MONTGOMERY COUNTY, Va. (WFXR) — For the past seven decades, the professional wrestler known affectionately as the ‘Boogie Woogie Man’ traveled the globe. In that time, Jimmy Valiant performed for fans as both the villain and the good guy.
However, in Montgomery County last weekend, it was all a love fest as people stopped by Valiant’s professional wrestling school to wish him a happy 80th birthday.
Looking at Valiant when the camera is not on, he is calm, quiet, and unassuming. His flamboyant clothes may be the only hint of his exotic life.
Once the camera is on him, though, the ‘Boogie Woogie Man’ flips a switch and it is all “ACTION.”
Valiant began his career at the age of 22. Trained by the legendary Verne Gagne, he quickly rose to the top of sports entertainment.
He appeared for all the top companies, including the AWA, the NWA, and what is now the WWE. In addition, Valiant is a member of the WWE Hall of Fame.
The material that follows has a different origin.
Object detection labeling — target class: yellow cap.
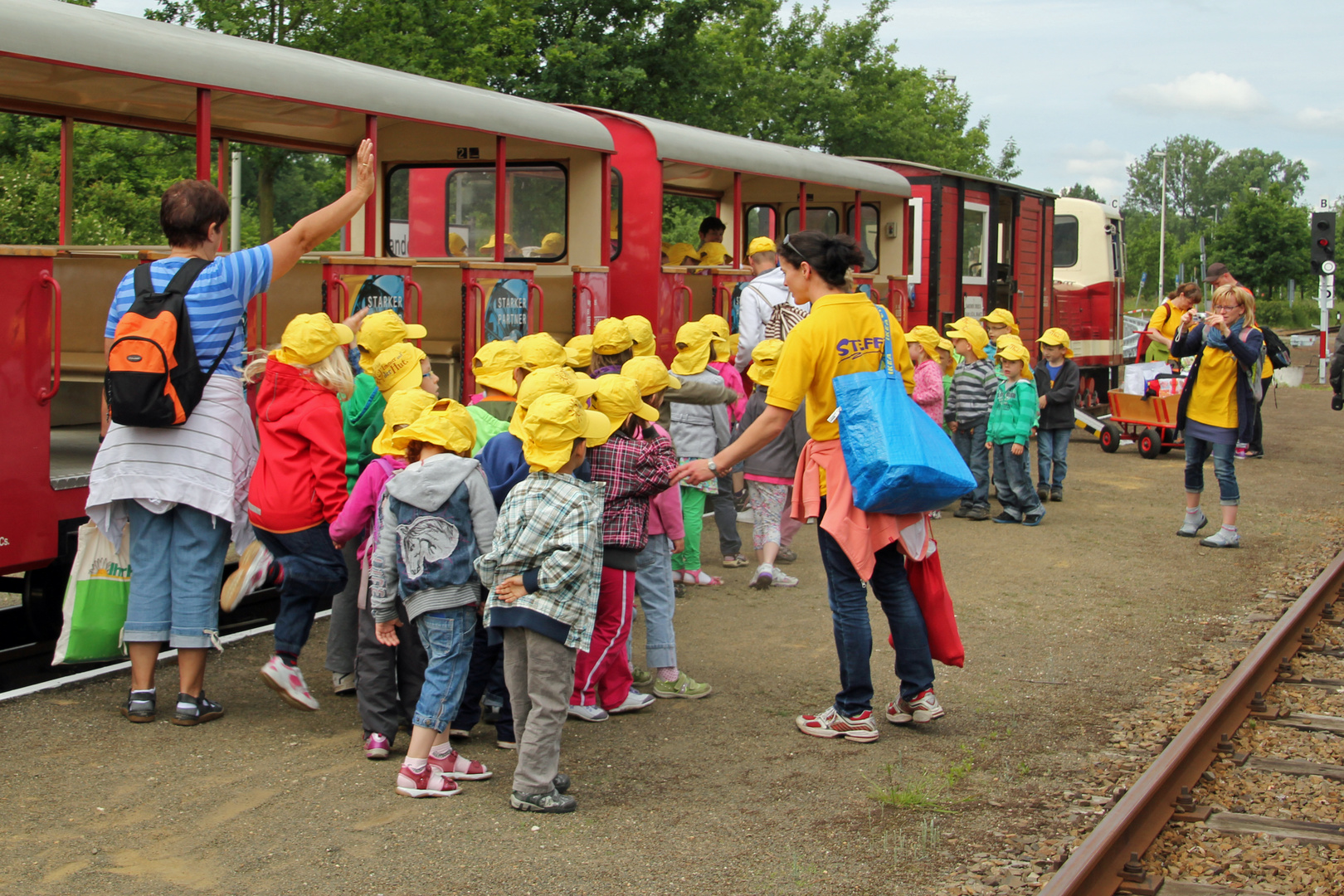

After countless miles on the road, he found his future life and future wife during an autograph session in the New River Valley.
Valiant and Angel married and opened “Boogie’s Wrestling Camp” in Shawsville in 1992, which is where he has trained future generations of grapplers for the past 30 years, helping keep the independent wrestling scene alive in the region.
Perhaps Valiant’s most successful student is ‘Hangman’ Adam Page from Halifax, who has wrestled the last few years for All Elite Wrestling and was its heavyweight champion for several months.
Dozens of Valiant’s former students showed up this past weekend in Shawsville to pay their respects to the Boogie Woogie Man, including Ric Kelly, who retired last year after wrestling for 25 years and says meeting Valiant changed his life.
“I learned a lot from Boogie both inside and outside the ring. He was always like a father figure,” Kelly said. “I don’t know what my life would be like without BWC or Boogie.”
Just a year into his own career, rookie wrestler Ric Reeves also thanked the man who broke him into the sometimes secretive world of wrestling.
“He treats me like a family member. That man has a lot of knowledge. You just listen to his stories and you can hear it all,” said Reeves. “That’s what I love about it. Sit there, open your ears up. Pay attention. That man, he has more wrestling knowledge than the rest of us can think about.”
After 57 years in the ring, Valiant had his final match last year at the age of 79. However, he continues making appearances at meet and greets as an ambassador of wrestling.
Even at 80 years old, he still welcomes students and the general public to his wrestling school every Sunday from noon to 4 p.m.
Valiant greets almost every visitor with a handshake and a hug. Those who encounter him seem to treasure the moment.
Meanwhile, his students say he is more than just a teacher. They consider him family.